Beethoven, Ludwig van
Konzert in C für Klavier, Violine, Violoncello und Orchester “Tripelkonzert” op. 56
Urtext, hg. von Jonathan Del Mar, Partitur / Klavierauszug mit Stimmen / Critical Commentary
In den vergangenen Jahren hat Ludwig van Beethovens Tripelkonzert C-Dur op. 56 an Popularität deutlich eingebüßt, bedingt möglicherweise durch die immer wieder schwer zu erzielende Balance zwischen den Soloinstrumenten. Jonathan Del Mars Neuedition räumt mit den letzten Schlampigkeiten in Sachen Partitur auf, auch mit den wenigen Problemen, die noch in der Neuen Beethoven-Ausgabe (1968) stehen geblieben waren. Seinerzeit waren noch in hohem Maße vereinheitlichende Artikulationszeichen ergänzt worden, eine Technik, der die neuere Editionstechnik differenzierter zu begegnen sucht. Auch wurden Akzente und Schubert-Gabeln unzulässig vereinheitlicht.
Del Mar hat alle heute bekannten Quellen (inklusive einer erst in jüngster Zeit aufgetauchten) ausgewertet und bemüht sich um eine Wiederherstellung des von Beethoven intendierten Urtextes. Erst 1836 war die erste Partiturausgabe des Konzerts erschienen und das erhaltene Quellenmaterial aus Beethovens Zeiten bietet in mancher Hinsicht Schwierigkeiten, die Del Mar allerdings mit beeindruckender Logik überwunden zu
haben scheint.
Auch überraschende Säuberungen musste Del Mar vornehmen. So hatte die alte Beethoven-Gesamtausgabe 1864 an einer Stelle im Klavierpart des ersten Satzes frei improvisiert, um eine Art Wasserzeichen anzubringen, anhand derer die Kopien nach der Ausgabe leicht identifiziert werden konnten; bis zur neuen Gesamtausgabe hatten sich Teile dieses Wasserzeichens perpetuiert, und voller Bescheidenheit hofft Del Mar nun, alle Restspuren dieses Wasserzeichens beseitigt zu haben. Partitur, Klavierauszug (von Martin Schelhaas) und Solostimmenmaterial der neuen Ausgabe überzeugen durch hohe Konsequenz und beste Bärenreiter-Lesbarkeit, sodass wir Beethovens Werk nun ohne Frage so aufführen können wie ursprünglich intendiert.

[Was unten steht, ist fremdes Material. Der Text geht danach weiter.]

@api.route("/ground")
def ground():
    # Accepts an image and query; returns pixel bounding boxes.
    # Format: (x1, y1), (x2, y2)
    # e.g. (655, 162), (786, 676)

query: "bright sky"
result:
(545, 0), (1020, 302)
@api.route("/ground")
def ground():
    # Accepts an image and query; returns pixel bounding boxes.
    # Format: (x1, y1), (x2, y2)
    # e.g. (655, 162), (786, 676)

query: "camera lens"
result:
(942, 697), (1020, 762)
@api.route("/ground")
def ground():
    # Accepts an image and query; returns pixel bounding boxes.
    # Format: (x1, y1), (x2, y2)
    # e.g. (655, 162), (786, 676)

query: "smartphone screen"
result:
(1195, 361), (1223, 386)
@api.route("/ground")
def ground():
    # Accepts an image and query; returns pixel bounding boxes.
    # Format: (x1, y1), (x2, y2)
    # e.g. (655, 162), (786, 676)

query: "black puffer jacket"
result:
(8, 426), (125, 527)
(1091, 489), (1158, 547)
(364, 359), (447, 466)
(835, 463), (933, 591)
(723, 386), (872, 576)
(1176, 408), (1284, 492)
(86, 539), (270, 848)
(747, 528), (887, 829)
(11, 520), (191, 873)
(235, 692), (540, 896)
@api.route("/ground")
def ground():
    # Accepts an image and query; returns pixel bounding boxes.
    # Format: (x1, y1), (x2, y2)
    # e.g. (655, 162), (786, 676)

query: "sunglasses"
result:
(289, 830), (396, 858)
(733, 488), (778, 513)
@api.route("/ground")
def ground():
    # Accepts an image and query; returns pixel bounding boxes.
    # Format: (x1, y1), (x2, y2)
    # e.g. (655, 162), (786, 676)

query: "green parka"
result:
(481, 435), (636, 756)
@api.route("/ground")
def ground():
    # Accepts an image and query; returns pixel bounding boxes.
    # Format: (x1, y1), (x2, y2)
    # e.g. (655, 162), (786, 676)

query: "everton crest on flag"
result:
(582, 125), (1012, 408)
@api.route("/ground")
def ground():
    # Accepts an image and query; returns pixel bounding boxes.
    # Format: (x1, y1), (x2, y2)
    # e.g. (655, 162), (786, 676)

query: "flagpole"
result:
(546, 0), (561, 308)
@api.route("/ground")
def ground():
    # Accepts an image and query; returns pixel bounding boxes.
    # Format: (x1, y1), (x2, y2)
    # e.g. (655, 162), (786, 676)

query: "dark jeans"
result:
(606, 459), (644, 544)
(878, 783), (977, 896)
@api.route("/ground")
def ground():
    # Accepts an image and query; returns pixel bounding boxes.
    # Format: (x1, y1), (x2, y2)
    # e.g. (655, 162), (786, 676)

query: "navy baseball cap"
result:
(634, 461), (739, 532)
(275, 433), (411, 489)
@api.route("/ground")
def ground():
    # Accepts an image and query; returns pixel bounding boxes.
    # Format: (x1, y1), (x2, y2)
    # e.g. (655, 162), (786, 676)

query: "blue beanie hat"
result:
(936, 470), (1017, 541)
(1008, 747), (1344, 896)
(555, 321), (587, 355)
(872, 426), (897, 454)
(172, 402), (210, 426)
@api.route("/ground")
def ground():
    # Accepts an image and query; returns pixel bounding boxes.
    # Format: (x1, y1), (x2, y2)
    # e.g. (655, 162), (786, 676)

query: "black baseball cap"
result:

Einzig in zweierlei Hinsicht mag man Einwände gegen die Edition haben. Zum einen ist der (separat zu erwerbende) Kritische Apparat viel zu teuer und überdies nur in Englisch (überdies wartet er allzu häufig mit
unzulässigen Verallgemeinerungen in einem Sinne auf, der die Nachprüfbarkeit der editorischen Entscheidungen nicht immer gewährleistet), und zum zweiten verzichtet Del Mar auf jedwede eigentliche Einführung in das Werk. Mit einem kurzen Vorwort in der Partitur erläutert er (zweisprachig) die Editionsgrundlagen und einige Besonderheiten, aber die Genese des Werks selbst, die Erläuterung einer Kontextualisierung sowohl innerhalb von Beethovens uvre als auch im Konzertschaffen seiner Zeit fehlt. Gerade der Blick auf den Verkaufspreis und die unlogische Separierung des Kritischen Apparats von der Partitur hätte eine solche Einleitung (die kaum mehr als acht bis zehn Seiten hätte umfassen müssen) mehr als wünschenswert gemacht.